“You shall hallow the fiftieth year, and you shall proclaim liberty throughout the land to all its inhabitants. It shall be a jubilee for you: you shall return, every one of you, to your family.” (Leviticus 25: 10)

The vestry of St. Barnabas Episcopal Church in Eagle Rock where I was Rector would gather for a weekend retreat shortly after their election at the parish’s Annual Meeting. We used the occasion to share our faith stories so we could see each other through that prism during the year. It was a perspective shift that helped us communicate better especially when confronted with difficult issues as a vestry. 

What always caught my attention, particularly when people spoke about their coming to St. Barnabas’ or their decision to stay, was how many cited the sense of “coming home” in that process. It could have been the company of the people, or their sense of being enveloped by the liturgy or worship. But “coming home” was a common experience.

The late Presiding Bishop Frank Griswold offered “an Invitation to Jubilee” in a small book entitled “Going Home”. For him the invitation to return home was about our discovery or rediscovery of our place at the center of God’s love. He cited Jesus’ experience at his baptism where the voice from heaven declared that “This is my Beloved Son, in whom I am well pleased”. Bishop Griswold calls us all back home to know the delight of that assurance. “Does God delight in you? Have you ever dared to ask the question? Do you let God delight in you?”, he asks.

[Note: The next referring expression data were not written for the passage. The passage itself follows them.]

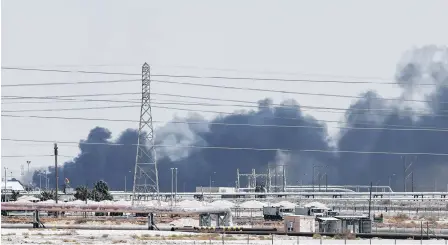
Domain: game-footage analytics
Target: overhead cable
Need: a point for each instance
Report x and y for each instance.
(236, 148)
(236, 124)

He points out that doing God’s will is not so much a matter of “do this or do that”. Rather it is “a matter of divine affection and delight”. He likens it to parents of grown children and asks what our will for them is. It is not that “they perfectly obey your every thought and command. Your will for them is your desire for their flourishing, their happiness.  And you agonize when they seem to be going in a wrong direction and you rejoice with them when things go well. This is your will for your children: their deepest well-being. And this is God’s fundamental will for us.” (Griswold, Going Home, p 15-16)

In her treatment of the same concept of returning home, Maria Harris in “Proclaim Jubilee” reflects on the images of those in political exile or prison coming home like Nelson Mandela in South Africa, or the children of Israel returning from exile in Babylon in the Old Testament. Above all, she adds, home is a place that offers a rhythm of ritual – mostly provided by the female presence in the family and community. “A woman or man engaging regularly in the rhythmic patterns of homemaking finds that she or he shapes the rhythms of those actions and is, in turn, shaped by them, an outcome common to most rituals”. (Harris, p 59). With Bishop Griswold, she also sees home-coming as a returning to oneself.   

When we consider the communal aspect of “returning home”, the Jubilee of coming home to others, we may find some elements that prove extremely relevant to today. For, Harris says, that “first, it is a going home to our traditions, our ancestors, the people who have made us, us, even as it did for the first jubilarians….Traditions refuse to submit to the small and arrogant oligarchy of those who merely happen to be walking about”, she writes, “Coming home to our tradition anchors us in history, for despite the adult ability to “see  through” the flaws, mistakes, even the stupidity of our forebears, a tradition we can go home to is also an opportunity to “see through” in another sense. A tradition is a lens that enables us to perceive reality by drawing on the gifts our predecessors have entrusted to us” (Harris, p. 60)

It may seem to be a logical leap, but I remember times when I would take services in nursing homes. Often the residents would sit passively throughout the worship until we recite the Lord’s Prayer. Suddenly everyone joins in. This is an example of returning home that incorporates in one gesture the rhythm of ritual and the importance of tradition and the ability to return to oneself. 

Harris further invites us to consider the coming home of sons to fathers, and daughters to mothers. She notes that growing up is marked by our leaving home to make our own homes. And Jubilee is about returning to it. “It offers us a chance to address unfinished family business and is not unrelated, I suspect, to the personal work that follows on the forty-ninth and fiftieth years of our own lives”. (Harris p. 61)

In the times we are living in today, what significance does the call to return home carry for you? What is involved in coming home for you? And would you be someone who joins those who find in Church and its community a jubilee of homecoming?  Dare you embrace the reality that God delights in you, and come home to it?